A statistical measure of how widely glucose values are spread around the mean glucose over a given period. A lower standard deviation indicates more stable glucose with smaller fluctuations, while a higher SD reflects wider swings between highs and lows. For most adults with diabetes, an SD below one-third of the mean glucose is considered a reasonable target. SD is used alongside the coefficient of variation (CV = SD ÷ mean × 100) to assess glycemic variability from CGM data.

Glycemic Risk Assessment Diabetes Equation(GRADE)

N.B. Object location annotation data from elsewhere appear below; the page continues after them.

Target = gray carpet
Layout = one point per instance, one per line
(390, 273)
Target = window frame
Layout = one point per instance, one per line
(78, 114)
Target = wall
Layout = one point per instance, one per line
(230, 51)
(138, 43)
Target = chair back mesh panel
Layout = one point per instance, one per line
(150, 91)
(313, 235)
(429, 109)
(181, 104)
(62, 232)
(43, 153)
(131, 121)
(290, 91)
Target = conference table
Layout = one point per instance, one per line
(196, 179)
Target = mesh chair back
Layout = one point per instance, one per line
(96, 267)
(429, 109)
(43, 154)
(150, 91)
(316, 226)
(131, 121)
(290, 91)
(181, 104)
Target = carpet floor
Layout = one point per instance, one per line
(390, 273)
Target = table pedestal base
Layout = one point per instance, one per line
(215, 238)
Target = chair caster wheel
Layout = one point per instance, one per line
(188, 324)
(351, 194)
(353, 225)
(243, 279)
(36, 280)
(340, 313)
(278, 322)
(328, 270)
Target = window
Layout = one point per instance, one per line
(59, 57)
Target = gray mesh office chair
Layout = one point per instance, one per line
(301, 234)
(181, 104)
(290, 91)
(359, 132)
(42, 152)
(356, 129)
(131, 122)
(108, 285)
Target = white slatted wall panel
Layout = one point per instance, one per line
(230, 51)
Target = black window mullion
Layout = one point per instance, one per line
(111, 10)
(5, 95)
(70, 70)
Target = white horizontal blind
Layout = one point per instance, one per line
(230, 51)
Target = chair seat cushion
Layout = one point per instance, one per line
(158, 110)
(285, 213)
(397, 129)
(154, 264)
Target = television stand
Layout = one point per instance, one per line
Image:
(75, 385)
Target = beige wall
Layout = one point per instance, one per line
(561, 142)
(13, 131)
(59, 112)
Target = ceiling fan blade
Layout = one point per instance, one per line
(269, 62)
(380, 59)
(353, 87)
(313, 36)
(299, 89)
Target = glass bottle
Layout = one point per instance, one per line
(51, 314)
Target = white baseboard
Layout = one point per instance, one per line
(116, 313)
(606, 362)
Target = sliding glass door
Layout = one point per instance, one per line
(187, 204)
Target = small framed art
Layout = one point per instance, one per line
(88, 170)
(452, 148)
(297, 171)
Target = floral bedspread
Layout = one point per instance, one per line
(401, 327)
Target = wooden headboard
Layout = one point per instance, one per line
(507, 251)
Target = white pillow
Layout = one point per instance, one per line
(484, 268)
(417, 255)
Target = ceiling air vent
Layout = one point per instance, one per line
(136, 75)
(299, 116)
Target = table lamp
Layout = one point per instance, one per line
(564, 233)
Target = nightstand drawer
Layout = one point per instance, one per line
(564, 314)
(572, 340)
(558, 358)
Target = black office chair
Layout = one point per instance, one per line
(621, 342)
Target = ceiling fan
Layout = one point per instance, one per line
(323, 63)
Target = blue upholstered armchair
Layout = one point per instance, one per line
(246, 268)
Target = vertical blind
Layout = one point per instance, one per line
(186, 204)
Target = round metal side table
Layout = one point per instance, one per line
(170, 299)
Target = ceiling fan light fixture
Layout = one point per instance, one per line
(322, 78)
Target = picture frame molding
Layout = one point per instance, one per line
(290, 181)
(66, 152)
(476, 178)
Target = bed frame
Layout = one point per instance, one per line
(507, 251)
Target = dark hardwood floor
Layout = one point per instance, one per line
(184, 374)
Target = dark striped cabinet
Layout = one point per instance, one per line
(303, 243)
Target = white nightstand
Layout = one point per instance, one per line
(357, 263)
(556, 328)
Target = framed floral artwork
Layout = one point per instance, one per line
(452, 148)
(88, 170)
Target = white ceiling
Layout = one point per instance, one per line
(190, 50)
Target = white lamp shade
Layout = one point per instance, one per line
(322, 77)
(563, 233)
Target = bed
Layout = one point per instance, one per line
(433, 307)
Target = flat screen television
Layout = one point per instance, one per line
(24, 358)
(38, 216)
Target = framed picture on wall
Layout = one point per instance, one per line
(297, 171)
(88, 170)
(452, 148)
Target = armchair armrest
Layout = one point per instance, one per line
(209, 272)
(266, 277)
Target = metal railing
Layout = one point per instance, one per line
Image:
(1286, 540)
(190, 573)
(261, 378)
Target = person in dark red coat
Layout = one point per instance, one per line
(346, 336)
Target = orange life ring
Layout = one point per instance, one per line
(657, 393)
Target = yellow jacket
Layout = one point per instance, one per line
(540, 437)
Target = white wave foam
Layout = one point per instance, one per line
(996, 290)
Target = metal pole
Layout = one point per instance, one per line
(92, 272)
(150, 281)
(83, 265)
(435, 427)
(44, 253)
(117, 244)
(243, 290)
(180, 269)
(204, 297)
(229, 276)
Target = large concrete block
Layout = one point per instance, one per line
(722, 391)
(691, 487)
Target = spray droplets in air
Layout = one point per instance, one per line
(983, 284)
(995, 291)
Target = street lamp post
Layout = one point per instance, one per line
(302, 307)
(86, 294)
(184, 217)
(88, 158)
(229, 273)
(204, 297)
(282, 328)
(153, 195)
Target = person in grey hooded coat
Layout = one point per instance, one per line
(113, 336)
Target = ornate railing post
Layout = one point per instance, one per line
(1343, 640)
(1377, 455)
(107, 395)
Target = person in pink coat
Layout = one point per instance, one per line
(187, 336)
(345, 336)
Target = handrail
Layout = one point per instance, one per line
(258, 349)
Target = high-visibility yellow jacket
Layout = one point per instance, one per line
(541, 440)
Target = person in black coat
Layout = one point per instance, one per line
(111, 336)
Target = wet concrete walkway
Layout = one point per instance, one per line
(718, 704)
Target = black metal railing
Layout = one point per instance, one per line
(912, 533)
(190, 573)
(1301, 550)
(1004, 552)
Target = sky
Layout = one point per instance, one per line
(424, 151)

A composite glucose control score derived from CGM data that separately weights time spent in hypoglycemia, euglycemia (target range), and hyperglycemia to produce a single numerical summary of glycemic risk. Unlike mean glucose or A1C, GRADE assigns disproportionately higher risk scores to extreme glucose values, making it more sensitive to dangerous highs and lows. A GRADE score below 5 indicates excellent control, while scores above 10 suggest significant glycemic dysfunction requiring intervention.

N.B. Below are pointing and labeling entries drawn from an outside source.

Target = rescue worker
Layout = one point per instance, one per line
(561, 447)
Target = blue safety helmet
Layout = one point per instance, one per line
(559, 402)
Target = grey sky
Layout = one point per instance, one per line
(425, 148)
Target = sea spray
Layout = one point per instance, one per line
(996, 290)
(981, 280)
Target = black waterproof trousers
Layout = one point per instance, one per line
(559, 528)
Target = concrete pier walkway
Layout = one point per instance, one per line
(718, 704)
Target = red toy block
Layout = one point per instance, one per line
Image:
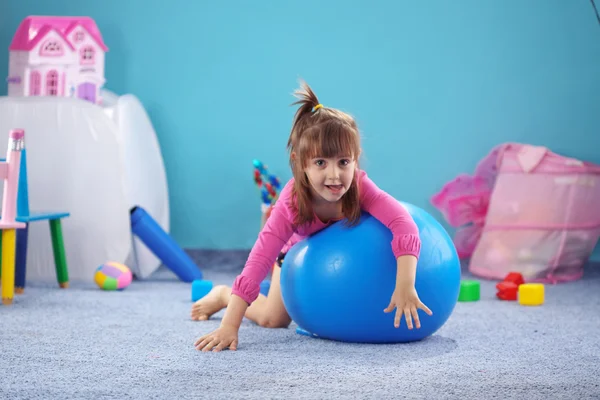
(507, 290)
(515, 277)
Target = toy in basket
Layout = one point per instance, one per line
(269, 186)
(525, 209)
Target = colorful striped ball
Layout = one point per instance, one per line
(113, 276)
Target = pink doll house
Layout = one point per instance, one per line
(57, 56)
(526, 209)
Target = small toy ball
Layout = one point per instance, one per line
(113, 276)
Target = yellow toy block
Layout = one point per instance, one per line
(531, 294)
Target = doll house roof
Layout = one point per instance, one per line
(34, 28)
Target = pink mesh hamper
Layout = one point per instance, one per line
(527, 210)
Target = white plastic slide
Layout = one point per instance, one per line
(144, 170)
(96, 163)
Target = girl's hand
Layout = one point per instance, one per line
(406, 301)
(219, 339)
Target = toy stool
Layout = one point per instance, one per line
(531, 294)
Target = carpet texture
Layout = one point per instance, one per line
(84, 343)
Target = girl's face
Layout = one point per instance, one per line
(330, 178)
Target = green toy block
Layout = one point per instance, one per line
(469, 291)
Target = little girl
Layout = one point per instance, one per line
(327, 186)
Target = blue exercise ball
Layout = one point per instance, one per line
(336, 283)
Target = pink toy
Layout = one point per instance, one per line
(57, 56)
(526, 209)
(9, 172)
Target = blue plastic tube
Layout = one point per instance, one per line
(163, 245)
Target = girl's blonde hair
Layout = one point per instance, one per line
(319, 131)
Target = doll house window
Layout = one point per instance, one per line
(52, 83)
(78, 37)
(35, 83)
(87, 55)
(51, 48)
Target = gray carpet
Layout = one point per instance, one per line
(84, 343)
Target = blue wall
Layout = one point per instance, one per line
(434, 86)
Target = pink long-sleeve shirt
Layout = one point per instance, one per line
(280, 233)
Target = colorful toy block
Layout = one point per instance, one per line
(515, 277)
(507, 291)
(531, 294)
(469, 291)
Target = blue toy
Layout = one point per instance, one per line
(163, 245)
(336, 283)
(200, 288)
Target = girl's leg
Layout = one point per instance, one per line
(267, 311)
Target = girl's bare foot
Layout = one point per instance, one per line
(213, 302)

Average Daily Risk Range(ADRR)

A CGM-derived metric that predicts the risk of extreme glucose events by analyzing the daily minimum and maximum glucose values over a multi-day period. ADRR accounts for both hypoglycemic and hyperglycemic risk on a single scale: values below 20 indicate low risk, 20 to 40 indicate moderate risk, and values above 40 indicate high risk of dangerous glucose excursions. ADRR is clinically valuable because it captures the extremes of glucose behavior that averages and standard deviations may mask.

Regulatory Terms

FDA classifications, approval pathways, and regulatory designations that determine how CGMs can be marketed and sold.

FDA Clearance

The regulatory approval pathway for CGM devices in the United States, typically through the FDA's 510(k) process, which requires the manufacturer to demonstrate that a new device is substantially equivalent to an existing legally marketed device. FDA clearance evaluates safety and accuracy data — including MARD performance in clinical trials — before a CGM can be sold in the US. As of 2026, every CGM sold in the United States from Dexcom, Abbott, and Senseonics has received FDA clearance, and the FDA has created a new regulatory pathway specifically for over-the-counter CGMs.

Over-the-Counter CGM(OTC CGM)

A continuous glucose monitor that can be purchased directly by consumers without a prescription, representing a new regulatory category established by the FDA in 2024. Over-the-counter CGMs are intended for general wellness and glucose awareness in people without diabetes, not for insulin dosing decisions. The Dexcom Stelo and Abbott Lingo were among the first OTC CGMs to reach the market, priced between $89 and $99 per month without insurance, and they cannot be used with insulin pumps or for closed-loop systems.

Adjunctive vs Non-Adjunctive

A regulatory classification that determines whether a CGM can be used as the sole basis for treatment decisions. Adjunctive CGMs require the user to confirm readings with a traditional fingerstick blood glucose test before making insulin dosing or treatment decisions. Non-adjunctive (also called iCGM or integrated CGM) devices like the Dexcom G7 and FreeStyle Libre 3 have demonstrated sufficient accuracy to replace fingerstick testing entirely for treatment decisions, including insulin dosing. The FDA's iCGM classification, introduced in 2018, codified the accuracy standards required for non-adjunctive use.